When the early Greek thinkers thought of the necessity of a philosopher king as a way of avoiding the political accident of having in office a person of inadequate intellectual preparations, some critics thought of them as pedantic if not overtly academic. But time and time again societies have been confronted with leadership with varying degrees of incompetence, depravity and crudity and had had to embark on remedial actions from the most benign to the most drastic. The same problem confronted the founders of modern America in 1787 during the Constitutional Conference. They were concerned about the fact that a bad and incompetent leader could ruin the gains of the revolution - a devolvement that might push the people to renounce the “blessings of democracy”. They were however pre-occupied with the fear of a tyrannical leader assuming power and that was why they spent a great deal of time on checks and balances and the doctrine of separation of powers. They simply assumed that whoever was to present himself for the office of the president of the republic would already have passed the psychological test of emotional balance and the moral imperatives of civility. They were wrong. Now I know why it was the refrain in Ondo state a few years ago that “if you say education is too expensive, go and try ignorance”.

 

Two books that I read at Harvard a few years ago but never took very serious until OBJ started manifested his idiosyncrasies seem to have the answers to some of the risks a nation takes by electing into office a person of mental or psychological unpredictability.

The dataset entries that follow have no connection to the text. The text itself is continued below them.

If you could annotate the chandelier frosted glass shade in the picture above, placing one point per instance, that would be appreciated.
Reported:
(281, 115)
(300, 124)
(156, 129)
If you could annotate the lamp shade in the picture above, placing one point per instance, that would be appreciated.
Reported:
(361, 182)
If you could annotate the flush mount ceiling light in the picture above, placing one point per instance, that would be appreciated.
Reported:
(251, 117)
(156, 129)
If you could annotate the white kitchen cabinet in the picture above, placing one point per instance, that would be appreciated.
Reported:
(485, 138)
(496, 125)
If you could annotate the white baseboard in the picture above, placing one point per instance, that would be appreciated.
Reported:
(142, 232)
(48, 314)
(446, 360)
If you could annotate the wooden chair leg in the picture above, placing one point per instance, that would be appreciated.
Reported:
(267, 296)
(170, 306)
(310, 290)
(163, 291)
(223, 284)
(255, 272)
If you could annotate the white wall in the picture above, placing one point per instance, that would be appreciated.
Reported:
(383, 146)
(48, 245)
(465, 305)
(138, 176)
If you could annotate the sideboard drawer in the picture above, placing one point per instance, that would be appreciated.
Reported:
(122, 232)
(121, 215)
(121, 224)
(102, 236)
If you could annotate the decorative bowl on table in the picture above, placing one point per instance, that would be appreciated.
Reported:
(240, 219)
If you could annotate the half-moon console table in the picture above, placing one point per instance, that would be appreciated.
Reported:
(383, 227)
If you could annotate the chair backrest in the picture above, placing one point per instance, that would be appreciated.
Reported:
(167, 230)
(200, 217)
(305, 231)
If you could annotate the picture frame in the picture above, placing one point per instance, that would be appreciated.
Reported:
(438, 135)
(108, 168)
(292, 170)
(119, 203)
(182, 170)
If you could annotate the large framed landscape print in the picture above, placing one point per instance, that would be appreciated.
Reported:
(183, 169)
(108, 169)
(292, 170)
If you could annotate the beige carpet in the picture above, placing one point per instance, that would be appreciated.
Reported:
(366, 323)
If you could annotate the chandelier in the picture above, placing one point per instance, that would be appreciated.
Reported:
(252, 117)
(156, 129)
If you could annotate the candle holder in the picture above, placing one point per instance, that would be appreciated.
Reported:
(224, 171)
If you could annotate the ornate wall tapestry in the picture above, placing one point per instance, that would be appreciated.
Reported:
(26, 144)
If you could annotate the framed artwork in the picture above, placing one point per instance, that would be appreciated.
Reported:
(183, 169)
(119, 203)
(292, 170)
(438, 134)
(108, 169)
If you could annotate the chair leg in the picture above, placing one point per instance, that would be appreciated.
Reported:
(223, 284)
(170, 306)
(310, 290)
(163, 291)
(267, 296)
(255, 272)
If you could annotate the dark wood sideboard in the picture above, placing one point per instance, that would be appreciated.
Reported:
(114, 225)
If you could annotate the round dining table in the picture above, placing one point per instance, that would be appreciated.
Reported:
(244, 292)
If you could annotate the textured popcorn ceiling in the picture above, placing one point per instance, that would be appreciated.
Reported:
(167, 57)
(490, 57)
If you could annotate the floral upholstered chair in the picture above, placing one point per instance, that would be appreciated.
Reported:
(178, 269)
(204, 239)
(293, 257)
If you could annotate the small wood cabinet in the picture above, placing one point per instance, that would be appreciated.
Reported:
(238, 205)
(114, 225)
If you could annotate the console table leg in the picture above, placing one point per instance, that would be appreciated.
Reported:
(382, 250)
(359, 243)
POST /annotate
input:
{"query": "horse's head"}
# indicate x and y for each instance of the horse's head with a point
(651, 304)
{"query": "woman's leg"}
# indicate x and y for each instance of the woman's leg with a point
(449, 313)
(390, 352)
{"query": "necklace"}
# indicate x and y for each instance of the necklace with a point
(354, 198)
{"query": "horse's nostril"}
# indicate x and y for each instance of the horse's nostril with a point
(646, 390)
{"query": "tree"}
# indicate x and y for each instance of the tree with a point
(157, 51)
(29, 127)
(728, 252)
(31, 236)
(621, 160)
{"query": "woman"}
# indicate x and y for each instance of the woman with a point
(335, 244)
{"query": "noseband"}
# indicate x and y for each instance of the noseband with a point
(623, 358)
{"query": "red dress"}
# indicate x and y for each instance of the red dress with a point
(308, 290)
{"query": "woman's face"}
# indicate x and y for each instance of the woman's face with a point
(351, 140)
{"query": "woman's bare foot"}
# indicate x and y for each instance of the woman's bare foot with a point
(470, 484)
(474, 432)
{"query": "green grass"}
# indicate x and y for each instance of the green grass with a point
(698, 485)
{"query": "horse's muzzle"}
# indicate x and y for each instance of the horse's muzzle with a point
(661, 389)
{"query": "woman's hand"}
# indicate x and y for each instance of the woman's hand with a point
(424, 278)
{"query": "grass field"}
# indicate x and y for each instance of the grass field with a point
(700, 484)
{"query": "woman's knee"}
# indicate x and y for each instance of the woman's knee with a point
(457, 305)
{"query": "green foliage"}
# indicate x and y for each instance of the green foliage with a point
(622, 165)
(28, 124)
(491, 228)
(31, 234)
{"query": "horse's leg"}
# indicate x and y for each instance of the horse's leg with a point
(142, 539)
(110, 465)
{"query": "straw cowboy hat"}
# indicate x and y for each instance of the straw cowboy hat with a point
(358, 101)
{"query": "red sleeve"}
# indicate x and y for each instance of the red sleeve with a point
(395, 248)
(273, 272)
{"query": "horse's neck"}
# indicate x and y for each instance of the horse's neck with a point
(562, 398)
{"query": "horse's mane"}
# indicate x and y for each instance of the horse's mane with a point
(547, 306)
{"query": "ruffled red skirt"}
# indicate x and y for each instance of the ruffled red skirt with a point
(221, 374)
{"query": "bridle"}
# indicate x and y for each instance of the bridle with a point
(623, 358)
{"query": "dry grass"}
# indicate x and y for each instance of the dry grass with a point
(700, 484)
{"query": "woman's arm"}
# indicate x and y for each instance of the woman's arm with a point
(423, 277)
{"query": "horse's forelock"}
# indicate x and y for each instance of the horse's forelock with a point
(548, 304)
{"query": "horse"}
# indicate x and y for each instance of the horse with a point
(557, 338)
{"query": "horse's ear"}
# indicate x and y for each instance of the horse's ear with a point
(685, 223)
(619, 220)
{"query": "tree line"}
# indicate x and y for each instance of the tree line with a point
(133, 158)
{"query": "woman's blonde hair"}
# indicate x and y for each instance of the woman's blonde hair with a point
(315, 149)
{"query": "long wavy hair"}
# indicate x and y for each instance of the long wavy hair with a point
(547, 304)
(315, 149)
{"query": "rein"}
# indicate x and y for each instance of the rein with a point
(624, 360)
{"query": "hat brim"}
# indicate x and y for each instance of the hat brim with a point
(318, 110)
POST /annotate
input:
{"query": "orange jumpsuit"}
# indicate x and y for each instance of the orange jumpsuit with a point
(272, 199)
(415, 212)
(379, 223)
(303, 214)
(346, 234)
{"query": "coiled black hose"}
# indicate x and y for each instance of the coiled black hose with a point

The first book is by Barber entitled The Presidential Character: Predicting Performance at the White House and the second one is by Michael Nelson entitled The Presidency and The Political System especially the chapter dealing with what he called “The Psychological Presidency”. They are prophetic in many ways. Supposing Nigeria is a nuclear power and someone has the ill-luck to annoy the president when he is in one of those explosive moods. Wouldn’t that be an imminent disaster? In any case, depending on how you look at it, the “you are an idiot” assault coming from the president is the verbal equivalent of an atomic bomb. 

 

How would history contextualise the abuses that the president lavishly rained on one of the citizens he swore to protect both in person and in dignity under the constitution?  Those who framed our constitution equally had the fear that the possibility exists for an unpredictable person to take hold of the presidency. That is why they inserted the “education clause” that requires that a would-be office holder should have been educated “up to the school certificate level” even though not necessarily passing the school certificate itself. So as things are now, just anyone can be elected a president in Nigeria because the constitution was deliberately softened to accommodate our idiotic population.

 

If democracy would not work in Nigeria why not let us try OBJ’s idiotocracy as we already have so many idiots in the country and if there is anyone who is not quite sure of his idiotic status, all he needs to do is to encounter the president and he would be told of his status, positive or negative, on the spot. Democracy (or whatever crazy) my foot! Give us idiotocracy! After all, this is a nation full of foolish, unwise, silly, daft, senseless, stupid, dull, obtuse, ludicrous, ridiculous and laughable people. If you doubt me, please ask Mr. President.